Young or old, COVID-19 took them too soon in 2020
More than 8,000 people in Cook County died in 2020 of COVID-19. They might still be with us had our nation done a better job of containing the coronavirus.
We wish Samuel Linares could have been with us longer. Chef Linares owned La Casa de Samuel, a highly praised restaurant in Little Village, having worked his way up and honed his skills in some of the finest restaurants in Mexico.
We wish Leroy Hearon were still here, too. Lt. Hearon was a Chicago firefighter who loved to tango. He traveled the world just to dance.
And we sure wish Flossie Lee Bournes were still with us. Ms. Bournes was a nurse who cared for victims of AIDS in the early days of that health crisis, back when AIDS frightened people so much that families sometimes abandoned those who had the disease.
Why did Ms. Bournes take the risk?
“The Lord knew where I was supposed to be,” she would often say. “Here — taking care of his children.”
Mr. Linares, Lt. Hearon and Ms. Bournes are among the more than 8,000 people in Cook County who died in 2020 of COVID-19, and among the more than 16,000 people in Illinois who died of the disease. They were older, for the most part, but engaged in life, and there is every reason to believe they might still be with us had it not been for the coronavirus.
They left us too soon because we, as a society, did too little to contain COVID-19.
A cynical narrative about “culling the herd” continues to be propagated, mostly on social media, by those who seek to dismiss the dangers of COVID-19. The argument goes that those who have died were at death’s door anyway and the bug just finished them off. The argument further goes — more implied than stated — that the lives of older people are of negligible value to begin with.
Several studies of “excess mortality” have refuted the first point — that most victims of the coronavirus would have died anyway. If those who succumbed to COVID-19 would have died all the same, then the United States should have seen no overall big jump in deaths in 2020 compared to previous years. But a Centers for Disease Control analysis, to cite one of the larger excess mortality studies, has concluded that there was an upward spike of 300,000 deaths in the United States from Jan. 26, 2020 through Oct. 3. These were deaths over and above historically expected levels that could be explained only by COVID-19.

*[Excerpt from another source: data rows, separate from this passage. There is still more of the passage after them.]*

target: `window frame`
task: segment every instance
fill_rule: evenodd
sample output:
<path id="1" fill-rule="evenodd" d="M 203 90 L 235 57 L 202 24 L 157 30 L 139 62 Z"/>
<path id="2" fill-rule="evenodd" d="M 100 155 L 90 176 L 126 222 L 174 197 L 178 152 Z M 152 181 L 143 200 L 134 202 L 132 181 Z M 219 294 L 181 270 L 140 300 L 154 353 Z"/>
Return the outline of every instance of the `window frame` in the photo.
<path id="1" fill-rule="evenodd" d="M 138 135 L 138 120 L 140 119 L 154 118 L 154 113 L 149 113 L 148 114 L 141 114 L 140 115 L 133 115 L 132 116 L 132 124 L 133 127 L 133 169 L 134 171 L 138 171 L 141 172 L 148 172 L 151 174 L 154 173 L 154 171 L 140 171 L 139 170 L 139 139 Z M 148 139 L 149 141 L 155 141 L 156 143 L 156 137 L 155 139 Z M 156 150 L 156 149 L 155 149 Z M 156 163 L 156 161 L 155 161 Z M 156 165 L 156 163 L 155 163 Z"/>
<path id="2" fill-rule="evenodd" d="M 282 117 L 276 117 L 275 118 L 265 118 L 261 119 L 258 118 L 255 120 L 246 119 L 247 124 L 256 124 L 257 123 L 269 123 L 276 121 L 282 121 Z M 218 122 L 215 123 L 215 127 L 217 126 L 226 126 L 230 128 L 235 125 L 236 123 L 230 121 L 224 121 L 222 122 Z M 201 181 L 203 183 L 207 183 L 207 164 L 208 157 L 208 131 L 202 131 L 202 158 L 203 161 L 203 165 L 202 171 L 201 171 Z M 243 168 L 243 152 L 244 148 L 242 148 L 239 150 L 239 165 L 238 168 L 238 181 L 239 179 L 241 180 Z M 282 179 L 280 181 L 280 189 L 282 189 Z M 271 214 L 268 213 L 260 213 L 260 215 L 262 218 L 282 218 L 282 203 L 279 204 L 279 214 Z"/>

As for the suggestion that the lives of elderly Americans are of lesser value, we can’t help but recall when the same dismissive view was widely taken toward disabled people, gay people and Black people.
The venerated Chicago historian Timuel D. Black, now in his 102nd year, shot down this notion in a Sun-Times essay on May 11, when the pandemic was new. It would become one of our most widely read and shared op-eds of the year.
“I am infuriated by the dismissive attitude of certain politicians towards older Americans,” Black wrote. “Especially now, as we seniors are threatened by this virus, they act like we are expendable. But we have as much right to be here, living our lives, as anyone else.
“My contemporaries and I have a vast reserve of talent, ideas and positive experiences. We have been change-makers, and we are not done yet.”
We miss Chicago Police Lt. John Garrido Sr., who worked undercover in narcotics for much of his 36-year career. We miss Jan Brent, a Montessori preschool teacher from River Forest who loved the Mickey Mouse ring that her husband, David, gave her upon their engagement 47 years ago. We miss Fred Sasakamoose, one of the first Indigenous-born hockey players to play in the National Hockey League. He made history during the 1953-54 season when he appeared in 11 games for the Chicago Blackhawks.
We miss Lindy McDaniel, an All-Star reliever for the Cubs. We miss María Cerda, the first Latina on the Chicago Board of Education. We miss Joseph Sullivan, the first president of the Chicago Board Options Exchange.
We miss Guadalupe ‘Lupe’ Lopez, a beloved Chicago 911 dispatcher, and we miss Carlos Rosas, manager of the acclaimed Calumet Fisheries, one of the nation’s best fish shacks. We miss high school English teacher boxing coach Tom O’Shea, who sent some of his students to the Olympics.
We miss them all, some of whom were pretty old, but no matter their age. We cannot accept that their time had come.
We miss Cosme Tenorio, a maintenance man for Tootsie Roll on the Southwest Side for 43 years, and Angel Butron, who worked for Tootsie Roll for 50 years. Most recently, at age 75, Mr. Butron worked on a machine that mixed ingredients.
We miss Raymond Brenner, a car salesman who hopped on a train in Chicago when he was just 13 years old — this was 1943 — and enrolled in a Navy boot camp in Idaho, 1,800 miles away.
We miss Archbishop Lucius Hall, founder of First Church of Love and Faith and a leader in gospel circles. And we miss Hecky Powell, the king of barbecued ribs in Evanston, as well as one of the suburb’s best civic boosters.
We wish they were still with us, every one of them. We let them down.
“It’s not enough to respect your elders,” Timuel Black wrote. “You’ve also got to protect them.”